Collection

Okay yes I’m alive! I realize I haven’t posted in a whole entire week, but I have a slew of posts coming up, so keep your eyes peeled!

Last week today my program officially started, and I moved into a hotel in Central London with 16 other students. Naturally chaos ensued as I unpacked (again) got situated in a new environment and location, and started my course – not leaving much time to sit down and gather my thoughts, much less to write about them.

I was watching a video by a motivational speaker the other day, and I thought I would share some of the advice he had. So often, he said, when someone asks us what we did on a vacation or a time abroad, our minds go blank and we just say the generic, ‘Oh well we saw the sights, we ate excellent food, went to this, went to that, saw friends and family, sunbathed, etc.’ All those experiences for YOU must have been wonderful and vibrant and impactful. But when we try to express our memories to others, it often comes across as cold and aloof – when really it’s the result of not ‘editing our experiences.’
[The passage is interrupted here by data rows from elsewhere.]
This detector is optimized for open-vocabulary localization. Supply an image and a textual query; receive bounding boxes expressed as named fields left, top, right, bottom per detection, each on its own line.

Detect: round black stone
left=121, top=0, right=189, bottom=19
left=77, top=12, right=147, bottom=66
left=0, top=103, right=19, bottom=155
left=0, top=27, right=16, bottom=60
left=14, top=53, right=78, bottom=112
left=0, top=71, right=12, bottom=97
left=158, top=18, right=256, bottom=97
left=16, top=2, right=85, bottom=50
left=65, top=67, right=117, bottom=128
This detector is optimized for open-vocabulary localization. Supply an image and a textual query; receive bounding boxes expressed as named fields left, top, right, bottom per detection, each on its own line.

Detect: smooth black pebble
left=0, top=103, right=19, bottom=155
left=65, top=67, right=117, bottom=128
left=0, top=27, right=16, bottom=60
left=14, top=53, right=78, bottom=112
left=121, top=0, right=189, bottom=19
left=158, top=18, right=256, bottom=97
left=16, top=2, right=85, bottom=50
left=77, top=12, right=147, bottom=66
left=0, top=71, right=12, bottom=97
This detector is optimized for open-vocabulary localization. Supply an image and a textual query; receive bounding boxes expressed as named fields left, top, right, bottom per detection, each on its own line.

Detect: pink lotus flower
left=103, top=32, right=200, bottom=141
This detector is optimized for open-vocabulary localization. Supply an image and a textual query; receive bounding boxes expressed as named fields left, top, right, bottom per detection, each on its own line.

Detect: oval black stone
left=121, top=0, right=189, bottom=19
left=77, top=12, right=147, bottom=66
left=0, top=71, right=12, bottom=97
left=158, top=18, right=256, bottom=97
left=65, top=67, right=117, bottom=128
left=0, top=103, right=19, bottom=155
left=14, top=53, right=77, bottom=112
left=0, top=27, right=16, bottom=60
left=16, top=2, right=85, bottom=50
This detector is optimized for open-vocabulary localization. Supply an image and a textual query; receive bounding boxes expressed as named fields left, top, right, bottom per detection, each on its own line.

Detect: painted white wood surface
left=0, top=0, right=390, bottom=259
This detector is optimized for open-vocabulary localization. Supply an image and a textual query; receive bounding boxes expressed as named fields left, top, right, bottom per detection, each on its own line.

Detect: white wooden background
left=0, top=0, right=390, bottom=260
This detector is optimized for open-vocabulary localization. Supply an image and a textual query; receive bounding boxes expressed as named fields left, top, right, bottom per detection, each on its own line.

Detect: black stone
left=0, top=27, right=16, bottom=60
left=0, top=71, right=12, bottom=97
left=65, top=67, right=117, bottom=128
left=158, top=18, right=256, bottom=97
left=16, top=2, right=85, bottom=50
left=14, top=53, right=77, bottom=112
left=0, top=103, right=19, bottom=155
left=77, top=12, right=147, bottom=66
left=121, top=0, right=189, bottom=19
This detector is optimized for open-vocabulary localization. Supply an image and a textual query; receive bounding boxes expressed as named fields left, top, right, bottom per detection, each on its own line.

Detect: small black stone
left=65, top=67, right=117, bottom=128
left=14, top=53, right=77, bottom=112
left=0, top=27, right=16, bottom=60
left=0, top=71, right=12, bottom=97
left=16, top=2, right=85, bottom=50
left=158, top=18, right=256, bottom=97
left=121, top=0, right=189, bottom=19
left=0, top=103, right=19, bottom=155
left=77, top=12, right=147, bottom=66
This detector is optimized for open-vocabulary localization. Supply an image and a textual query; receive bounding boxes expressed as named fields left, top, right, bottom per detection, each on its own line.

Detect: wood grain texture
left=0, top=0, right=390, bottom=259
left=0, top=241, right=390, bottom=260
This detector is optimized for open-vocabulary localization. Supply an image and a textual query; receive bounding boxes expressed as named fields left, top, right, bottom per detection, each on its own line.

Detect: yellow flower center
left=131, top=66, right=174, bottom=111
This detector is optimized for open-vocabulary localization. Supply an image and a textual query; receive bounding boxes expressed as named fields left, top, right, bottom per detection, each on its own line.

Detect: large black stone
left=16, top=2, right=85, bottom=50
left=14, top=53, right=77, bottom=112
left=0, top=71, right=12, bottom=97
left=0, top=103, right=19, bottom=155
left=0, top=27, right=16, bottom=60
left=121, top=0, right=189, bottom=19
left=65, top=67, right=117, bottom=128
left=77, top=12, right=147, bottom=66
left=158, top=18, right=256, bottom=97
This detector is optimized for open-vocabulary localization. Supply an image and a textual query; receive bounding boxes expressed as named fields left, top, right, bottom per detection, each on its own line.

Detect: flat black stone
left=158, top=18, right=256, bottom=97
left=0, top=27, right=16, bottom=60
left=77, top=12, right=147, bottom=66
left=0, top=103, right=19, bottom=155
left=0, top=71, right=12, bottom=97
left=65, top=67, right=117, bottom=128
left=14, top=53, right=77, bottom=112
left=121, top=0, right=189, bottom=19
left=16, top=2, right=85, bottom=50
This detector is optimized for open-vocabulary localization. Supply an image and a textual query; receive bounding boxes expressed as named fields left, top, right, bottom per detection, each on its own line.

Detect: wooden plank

We tend to let time run together. Even if someone asks me on Monday what I did during the weekend, I have a hard time pulling a specific action to the forefront of my mind. I am left with an overall fuzzy feeling of warmth and happiness and contentment, or sometimes conversely of dissatisfaction. But if we do it right, we can segment our activities in our mind into clear, memorable moments in time, so that when reminded of them, we can pick from the bunch and talk about them in detail and with eloquence.

So, why does this matter? As I sit down a week after experiencing some of these excursions, I find myself searching my thoughts and grasping for words to describe what I did. So this is a lesson for me to 1) not let myself get overwhelmed with the onslaught of memories and 2) try to take them one moment at a time so I can try to encode them in my mind.